A associação entre o consumo de carne vermelha e doenças cardíacas pode não estar relacionado apenas com a gordura mas também com as bactérias do corpo humano que se alimentam de uma substância química da carne.
Um estudo publicado no Nature Medicine apontou que bactérias que habitam o trato digestivo humano metabolizam um composto da carne chamado carnitina, transformando-o em óxido de trimetilamina, conhecido como OTMA. Esse metabólito já havia sido relacionado com o desenvolvimento de aterosclerose (doença que causa o entupimento de artérias) em humanos.
A carnitina é um composto natural da carne vermelha mas também um suplemento alimentar disponível em forma de comprimidos e um ingrediente comum de bebidas energéticas. A carnitina é encontrada ainda noutros alimentos, como peixe, frango e até em lacticínios, mas em quantidades menores.
Os cientistas viram que a carnitina sozinha não era perigosa. O problema aparece quando esta é metabolizada pelas bactérias do intestino e transforma-se em óxido de trimetilamina no sangue. O estudo descobriu também que uma dieta rica em carnitina leva ao crescimento das bactérias que metabolizam esse composto químico e a uma produção ainda maior do óxido de trimetilamina (e, portanto, a uma probabilidade maior de ter entupimento de artérias).
O estudo foi liderado por Stanley Hazen, da Clínica Cleveland, e Robert Koeth, estudante da escola de medicina da mesma instituição.
Para chegar a essas conclusões, os cientistas testaram os níveis de carnitina e óxido de trimetilamina em omnívoros, vegetarianos e vegans e examinaram os dados clínicos de 2.595 pacientes que haviam feito exames cardíacos selectivos.
Também examinaram os efeitos cardíacos de dietas ricas em carnitina em ratos normais, que foram comparados com ratos que tinham níveis suprimidos da flora intestinal, e descobriram que o óxido de trimetilamina altera o metabolismo do colesterol, o que explica a sua relação com a aterosclerose.
Os pesquisadores descobriram também que níveis aumentados de carnitina em pacientes elevam o risco de doenças cardiovasculares, mas apenas em pessoas que também tinham níveis mais altos de óxido de trimetilamina. Além disso, viram que os níveis do óxido eram significativamente menores nos vegetarianos e vegans. E, mesmo depois de consumirem uma quantidade grande de carnitina, pessoas com essas dietas não produzem grandes quantidades do óxido.

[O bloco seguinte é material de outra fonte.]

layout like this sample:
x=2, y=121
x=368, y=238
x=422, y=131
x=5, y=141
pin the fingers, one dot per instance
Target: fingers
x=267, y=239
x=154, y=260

«As bactérias que habitam a nossa flora intestinal são ditadas por nosso padrão de dieta a longo prazo», disse Hazen. «Uma dieta com muita carnitina altera a composição da flora, o que torna os consumidores de carne mais susceptíveis a formar o óxido de trimetilamina e ter os seus efeitos ligados ao entupimento de vasos. Ao mesmo tempo, vegetarianos e vegans têm uma capacidade reduzida de sintetizar o óxido da carnitina, o que pode explicar os efeitos benéficos dessas duas dietas.»
Pesquisas anteriores haviam mostrado que uma dieta com consumo frequente de carne vermelha é associada a um risco maior de doença cardiovascular, mas que o colesterol e a gordura saturada presentes na carne não pareciam de ser suficientes para explicar esse risco aumentado.
Essa discrepância havia sido atribuída a diferenças genéticas, a uma dieta rica em sal (normalmente associada ao maior consumo de carne) e até ao processo de confecção da carne, entre outras explicações. Hazen, porém, afirma que a sua pesquisa sugere uma nova conexão entre a ingestão de carne vermelha e as doenças cardíacas.
«Esse processo é diferente para cada um, dependendo do metabolismo da flora intestinal de cada indivíduo», diz. «O metabolismo de carnitina sugere uma nova forma de explicar por que uma dieta rica em carne vermelha leva à aterosclerose.»
Hazen afirma, porém, que o estudo não quer dizer que a carne vermelha seja totalmente maléfica. Segundo ele, o alimento contém proteína e vitamina B, ambos essenciais para a saúde.